Nikmati berita interaktif dan LIVE report 24 jam hanya di TribunX
Tribun

75 Pegawai Telusuri Potensi Pelanggaran Pidana Pimpinan KPK Pasca-TWK Disebut Maladministrasi

Rasamala Aritonang, yang mewakili 75 pegawai menyebut mereka akan berupaya menempuh jalur hukum untuk menyelisik potensi tersebut.

Penulis: Ilham Rian Pratama
Editor: Malvyandie Haryadi
zoom-in 75 Pegawai Telusuri Potensi Pelanggaran Pidana Pimpinan KPK Pasca-TWK Disebut Maladministrasi
KOMPAS.com/DYLAN APRIALDO RACHMAN
Logo KPK. 

Laporan Wartawan Tribunnews.com, Ilham Rian Pratama

TRIBUNNEWS.COM, JAKARTA - 75 pegawai nonaktif Komisi Pemberantasan Korupsi (KPK) menyatakan bakal menelusuri potensi pelanggaran pidana yang dilakukan oleh pimpinannya.

Hal ini sejurus dengan temuan Ombudsman Republik Indonesia (ORI) terkait maladministrasi pelaksanaan tes wawasan kebangsaan (TWK) sebagai syarat alih status pegawai menjadi aparatur sipil negara (ASN).

Kepala Bagian Perancangan Peraturan dan Produk Hukum nonaktif KPK, Rasamala Aritonang, yang mewakili 75 pegawai menyebut mereka akan berupaya menempuh jalur hukum untuk menyelisik potensi tersebut.

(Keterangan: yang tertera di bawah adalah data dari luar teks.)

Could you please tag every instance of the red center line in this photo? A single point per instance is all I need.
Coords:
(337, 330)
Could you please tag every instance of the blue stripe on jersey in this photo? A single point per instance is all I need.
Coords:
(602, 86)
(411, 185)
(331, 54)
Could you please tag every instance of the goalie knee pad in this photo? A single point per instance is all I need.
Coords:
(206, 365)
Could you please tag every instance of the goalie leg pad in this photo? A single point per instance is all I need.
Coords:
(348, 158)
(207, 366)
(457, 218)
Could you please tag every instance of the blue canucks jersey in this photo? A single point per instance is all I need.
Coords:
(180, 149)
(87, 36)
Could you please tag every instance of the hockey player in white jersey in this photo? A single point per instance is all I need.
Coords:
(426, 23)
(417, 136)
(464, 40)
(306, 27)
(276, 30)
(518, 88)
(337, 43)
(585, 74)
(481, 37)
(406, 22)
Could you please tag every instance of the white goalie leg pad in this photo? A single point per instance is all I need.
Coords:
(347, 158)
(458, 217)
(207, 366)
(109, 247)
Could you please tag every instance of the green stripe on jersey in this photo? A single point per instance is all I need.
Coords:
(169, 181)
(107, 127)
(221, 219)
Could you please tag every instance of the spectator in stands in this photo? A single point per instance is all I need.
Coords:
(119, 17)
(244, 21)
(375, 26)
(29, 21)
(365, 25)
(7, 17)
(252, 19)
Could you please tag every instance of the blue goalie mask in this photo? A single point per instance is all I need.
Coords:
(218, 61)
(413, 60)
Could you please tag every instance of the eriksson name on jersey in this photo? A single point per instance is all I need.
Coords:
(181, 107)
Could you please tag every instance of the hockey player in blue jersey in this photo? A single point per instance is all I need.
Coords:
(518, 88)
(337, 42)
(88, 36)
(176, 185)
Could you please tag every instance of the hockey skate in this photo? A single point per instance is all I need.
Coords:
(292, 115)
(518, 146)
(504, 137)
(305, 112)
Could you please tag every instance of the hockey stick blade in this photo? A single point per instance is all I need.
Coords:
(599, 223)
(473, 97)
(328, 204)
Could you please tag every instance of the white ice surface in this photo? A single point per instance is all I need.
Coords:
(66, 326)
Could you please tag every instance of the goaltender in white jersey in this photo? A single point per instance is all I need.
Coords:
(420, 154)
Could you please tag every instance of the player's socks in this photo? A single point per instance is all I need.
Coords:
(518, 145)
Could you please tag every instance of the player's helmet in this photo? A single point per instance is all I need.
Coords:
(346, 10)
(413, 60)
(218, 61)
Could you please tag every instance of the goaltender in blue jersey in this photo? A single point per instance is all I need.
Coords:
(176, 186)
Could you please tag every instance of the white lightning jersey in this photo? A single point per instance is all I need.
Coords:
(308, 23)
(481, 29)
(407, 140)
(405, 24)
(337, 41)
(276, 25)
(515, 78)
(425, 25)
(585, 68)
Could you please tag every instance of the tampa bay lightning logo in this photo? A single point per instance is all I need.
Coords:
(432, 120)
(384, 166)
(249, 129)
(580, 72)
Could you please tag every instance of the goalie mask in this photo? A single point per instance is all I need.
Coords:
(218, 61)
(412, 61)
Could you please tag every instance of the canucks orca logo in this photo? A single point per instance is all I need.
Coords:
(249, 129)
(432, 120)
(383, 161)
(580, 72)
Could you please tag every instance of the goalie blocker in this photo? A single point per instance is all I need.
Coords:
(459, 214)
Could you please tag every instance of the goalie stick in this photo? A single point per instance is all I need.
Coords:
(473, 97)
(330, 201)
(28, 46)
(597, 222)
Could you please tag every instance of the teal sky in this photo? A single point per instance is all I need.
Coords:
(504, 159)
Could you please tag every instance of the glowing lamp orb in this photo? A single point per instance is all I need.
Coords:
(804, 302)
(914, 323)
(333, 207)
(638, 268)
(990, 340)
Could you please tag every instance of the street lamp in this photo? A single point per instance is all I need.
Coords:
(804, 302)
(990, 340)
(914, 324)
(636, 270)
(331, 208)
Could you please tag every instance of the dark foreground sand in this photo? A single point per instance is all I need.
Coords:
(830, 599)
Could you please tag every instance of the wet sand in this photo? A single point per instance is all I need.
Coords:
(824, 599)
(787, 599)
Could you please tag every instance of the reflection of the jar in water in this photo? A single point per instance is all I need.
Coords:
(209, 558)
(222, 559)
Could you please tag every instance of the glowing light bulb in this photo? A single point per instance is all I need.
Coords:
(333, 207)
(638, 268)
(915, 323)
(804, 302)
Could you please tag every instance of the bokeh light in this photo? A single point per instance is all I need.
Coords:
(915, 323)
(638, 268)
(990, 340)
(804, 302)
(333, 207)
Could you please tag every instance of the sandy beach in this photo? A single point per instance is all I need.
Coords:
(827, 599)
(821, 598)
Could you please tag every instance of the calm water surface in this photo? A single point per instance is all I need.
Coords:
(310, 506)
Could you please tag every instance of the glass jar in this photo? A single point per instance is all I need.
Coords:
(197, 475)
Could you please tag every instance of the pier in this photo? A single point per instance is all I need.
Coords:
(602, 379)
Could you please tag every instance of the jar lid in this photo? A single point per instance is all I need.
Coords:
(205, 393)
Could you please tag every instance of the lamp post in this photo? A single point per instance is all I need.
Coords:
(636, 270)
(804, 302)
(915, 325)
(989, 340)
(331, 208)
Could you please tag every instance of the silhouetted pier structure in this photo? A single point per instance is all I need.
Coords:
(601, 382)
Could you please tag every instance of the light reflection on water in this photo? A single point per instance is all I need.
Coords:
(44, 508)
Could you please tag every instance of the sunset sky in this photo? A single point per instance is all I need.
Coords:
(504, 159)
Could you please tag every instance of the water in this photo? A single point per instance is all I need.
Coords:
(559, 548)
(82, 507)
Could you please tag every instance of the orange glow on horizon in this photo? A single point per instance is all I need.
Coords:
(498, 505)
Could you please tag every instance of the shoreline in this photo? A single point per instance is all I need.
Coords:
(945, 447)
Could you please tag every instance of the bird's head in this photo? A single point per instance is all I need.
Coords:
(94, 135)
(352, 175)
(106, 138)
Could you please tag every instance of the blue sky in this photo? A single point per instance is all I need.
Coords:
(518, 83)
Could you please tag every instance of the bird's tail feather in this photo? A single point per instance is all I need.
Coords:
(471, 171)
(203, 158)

"Ada tiga kata kunci pada temuan yang kami anggap serius, malaadministrasi; pelanggaran prosedural; dan yang amat serius adalah penyalahgunaan wewenang," ucap Rasamala dalam jumpa pers virtual, Rabu (21/7/2021).

"Terkait dengan tiga kata kunci ini, kami mempertimbangkan upaya hukum lebih lanjut untuk mendorong adanya pemeriksaan terkait motif dilakukannya pelanggaran serius tersebut," sambungnya.

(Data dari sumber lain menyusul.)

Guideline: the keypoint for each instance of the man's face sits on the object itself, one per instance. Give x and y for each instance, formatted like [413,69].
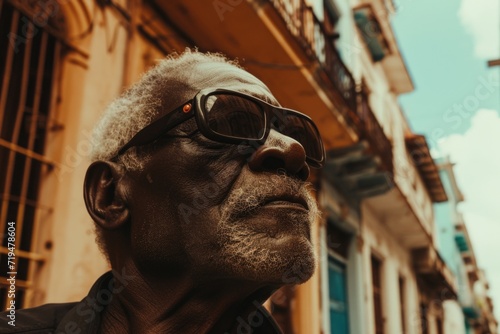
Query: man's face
[219,210]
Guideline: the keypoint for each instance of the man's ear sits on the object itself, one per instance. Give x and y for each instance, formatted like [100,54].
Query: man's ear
[103,196]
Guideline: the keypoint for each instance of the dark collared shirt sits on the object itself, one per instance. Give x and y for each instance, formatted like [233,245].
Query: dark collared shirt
[84,317]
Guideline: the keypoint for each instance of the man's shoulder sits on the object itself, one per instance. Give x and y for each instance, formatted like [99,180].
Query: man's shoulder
[42,319]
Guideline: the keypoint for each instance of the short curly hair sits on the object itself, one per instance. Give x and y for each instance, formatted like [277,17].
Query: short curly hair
[138,106]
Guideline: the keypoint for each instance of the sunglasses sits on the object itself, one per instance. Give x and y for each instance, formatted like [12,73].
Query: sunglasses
[232,117]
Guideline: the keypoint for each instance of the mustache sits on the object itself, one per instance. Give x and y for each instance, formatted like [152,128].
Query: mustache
[244,199]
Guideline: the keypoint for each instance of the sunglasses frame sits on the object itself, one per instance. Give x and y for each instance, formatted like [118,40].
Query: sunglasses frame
[194,107]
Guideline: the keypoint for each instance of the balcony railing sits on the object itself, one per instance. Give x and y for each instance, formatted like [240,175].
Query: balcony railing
[319,45]
[370,130]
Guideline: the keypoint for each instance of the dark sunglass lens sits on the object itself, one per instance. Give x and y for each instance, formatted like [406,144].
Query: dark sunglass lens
[302,130]
[234,116]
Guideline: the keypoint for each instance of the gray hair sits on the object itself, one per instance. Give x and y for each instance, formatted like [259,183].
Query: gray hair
[138,106]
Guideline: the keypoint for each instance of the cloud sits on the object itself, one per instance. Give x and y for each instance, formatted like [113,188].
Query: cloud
[477,171]
[481,19]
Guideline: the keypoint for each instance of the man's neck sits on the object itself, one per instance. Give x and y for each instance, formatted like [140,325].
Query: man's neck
[178,304]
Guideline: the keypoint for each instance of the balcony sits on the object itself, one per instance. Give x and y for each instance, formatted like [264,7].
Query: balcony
[432,271]
[284,44]
[318,44]
[366,169]
[428,170]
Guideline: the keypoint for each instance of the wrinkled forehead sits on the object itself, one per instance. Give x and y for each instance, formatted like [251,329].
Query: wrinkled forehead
[177,91]
[219,75]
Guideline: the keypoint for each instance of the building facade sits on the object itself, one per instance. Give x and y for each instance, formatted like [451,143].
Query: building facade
[473,306]
[336,60]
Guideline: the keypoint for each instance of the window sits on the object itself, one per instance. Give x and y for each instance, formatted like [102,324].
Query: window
[377,295]
[27,63]
[339,315]
[338,248]
[402,303]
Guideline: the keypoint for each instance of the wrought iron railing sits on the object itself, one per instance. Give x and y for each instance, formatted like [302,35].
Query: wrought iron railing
[318,44]
[370,130]
[302,23]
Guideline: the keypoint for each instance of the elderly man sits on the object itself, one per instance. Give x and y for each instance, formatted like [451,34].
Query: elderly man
[198,192]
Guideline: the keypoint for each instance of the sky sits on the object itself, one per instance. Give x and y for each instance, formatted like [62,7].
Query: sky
[456,104]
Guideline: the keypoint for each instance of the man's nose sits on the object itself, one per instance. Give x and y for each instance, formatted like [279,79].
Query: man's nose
[280,152]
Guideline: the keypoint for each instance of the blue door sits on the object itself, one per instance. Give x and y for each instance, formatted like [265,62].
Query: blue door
[339,316]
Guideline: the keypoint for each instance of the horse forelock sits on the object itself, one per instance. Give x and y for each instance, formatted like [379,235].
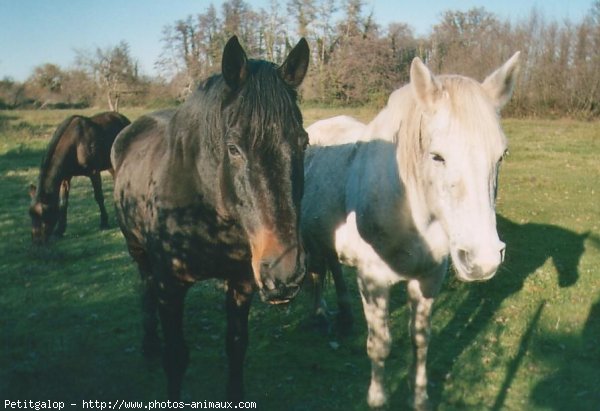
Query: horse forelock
[270,106]
[466,114]
[265,103]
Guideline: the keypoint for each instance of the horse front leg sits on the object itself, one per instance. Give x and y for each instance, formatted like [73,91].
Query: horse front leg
[99,197]
[63,204]
[420,328]
[375,299]
[345,317]
[238,299]
[176,354]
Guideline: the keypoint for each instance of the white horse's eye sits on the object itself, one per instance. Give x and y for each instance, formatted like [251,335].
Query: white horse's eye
[438,158]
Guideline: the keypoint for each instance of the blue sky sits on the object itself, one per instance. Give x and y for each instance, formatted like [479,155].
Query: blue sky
[34,32]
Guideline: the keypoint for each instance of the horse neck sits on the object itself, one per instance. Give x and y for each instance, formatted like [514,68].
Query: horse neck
[51,176]
[408,156]
[386,124]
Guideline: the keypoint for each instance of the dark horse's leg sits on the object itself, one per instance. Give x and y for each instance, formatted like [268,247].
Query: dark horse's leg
[171,295]
[151,346]
[99,197]
[239,297]
[63,204]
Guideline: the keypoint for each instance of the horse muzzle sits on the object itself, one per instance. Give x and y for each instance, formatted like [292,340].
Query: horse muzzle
[276,291]
[478,266]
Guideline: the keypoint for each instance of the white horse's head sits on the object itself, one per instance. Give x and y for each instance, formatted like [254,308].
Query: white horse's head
[461,146]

Baca juga: KPK Lepas 18 Orang Peserta Diklat Bela Negara

Motif yang dimaksud oleh Rasamala dilakukan oleh sejumlah pihak terkait TWK ini, yaitu Ketua KPK Firli Bahuri, Kepala BKN Bima Haria Wibisana, Kepala LAN Adi Suryanto, Menkumham Yasonna Hamonangan Laoly, serta Menpan RB Tjahjo Kumolo.

Berita Rekomendasi

Ia memerinci, motif pertama yakni, apa motif Kepala Biro Hukum KPK dan Direktur Perundangan Kemenkumham menandatangani berita acara yang rapatnya tidak mereka hadiri, melainkan dihadiri oleh para pimpinan lembaga.

Kedua, apa motif para pimpinan lembaga dalam hal ini Ketua KPK, Kepala BKN, Kemenpan RB, Kepala LAN, dan Menkumham, yang tidak mau menandatangani rapat yang mereka hadiri.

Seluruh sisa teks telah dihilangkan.